Not always. The max PWM setting means full power is available, not necessarily used. If the motor is still turning, it isn’t using max power yet.
At 100% PWM, same as connected straight to power supply, the motor will turn at some no load RPM and consume some amount of power. As the load increases, rpm will decrease and power will increase until it reaches stall, the point of o rpm and max power.
Ok, got it now.
I do a 1 hour burn in on the Blue Smoke Herder with no heat sinks installed. - FWW
The wide temp range in the chips seems to play very well.
Thank you
That is good to know. Since the figure is not a torque, I assume that rating is with the 10 tooth #25 sprocket? Any other qualifications to the rating?
Just to be clear, does that mean 66 pounds hanging on the chain will just stall the motor at 12v and no current limiting?
Or does it mean 66 pounds is the max that a motor will lift given Maslow driver/power supply?
Just trying to understand why it is different from the 50kg cm on the spec page.
but we don’t have any way of measuring the current, all we have it motor
position (from the encoder) and the power we are applying via PWM
so there’s no way to limit the power without making it so that the motor has
less power when it needs it for system operation.
David Lang
do a stress test of a couple motors pulling against each other at full power,
see if you can manage to damage them (I’ll get you a pair of the better motor
mounts to use)
That is good to know. Since the figure is not a torque, I assume that rating
is with the 10 tooth #25 sprocket? Any other qualifications to the rating?

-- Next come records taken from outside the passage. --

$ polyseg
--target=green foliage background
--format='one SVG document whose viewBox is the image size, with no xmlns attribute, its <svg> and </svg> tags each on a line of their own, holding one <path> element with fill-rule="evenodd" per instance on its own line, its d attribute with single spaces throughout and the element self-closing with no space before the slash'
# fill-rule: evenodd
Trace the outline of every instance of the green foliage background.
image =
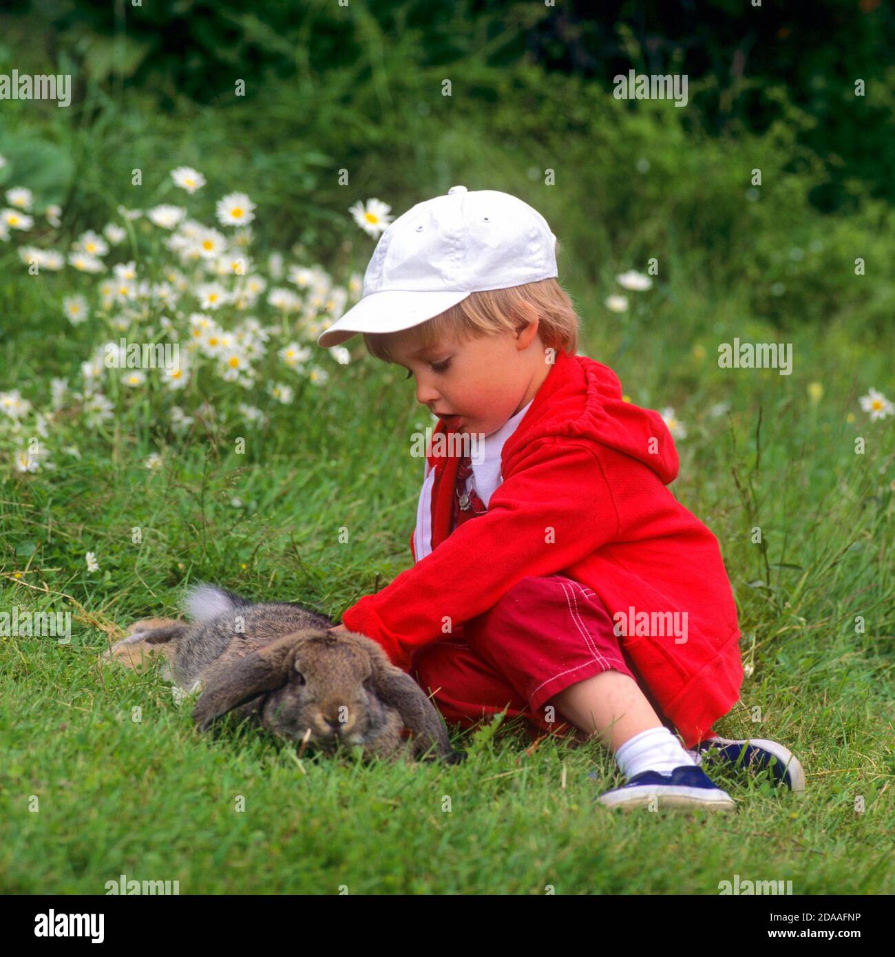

no, the rating is 30 kg/cm of torque, but it so happens that the 10 tooth #25
socket is just over 1 cm, so the 30 kg (66 pounds) per cm translates into almost
66 pounds of force (close enough that we just use that value)
Just to be clear, does that mean 66 pounds hanging on the chain will just stall the motor at 12v and no current limiting?
Or does it mean 66 pounds is the max that a motor will lift given Maslow driver/power supply?Just trying to understand why it is different from the 50kg cm on the spec page.
If it’s really 50Kg/cm that it’s rated for, that would be 110 pounds/motor.
what spec page are you looking at?
but since we know we have trouble across the top of the machine, I have trouble
believing that it can actually apply that much force.
David Lang
The one copied into this thread. Another left motor gear failure, need a solution - #16 by Gero
same as
ET-WGM58A-dc gear motor manufacturer/Etonm Motor Co., Limited
Its hard to be sure which line refers to our motors, but mine are marked ET-WGM58A-E
E is the 5th letter, so I looked at the 5th line down. Same line that @Gero highlighted.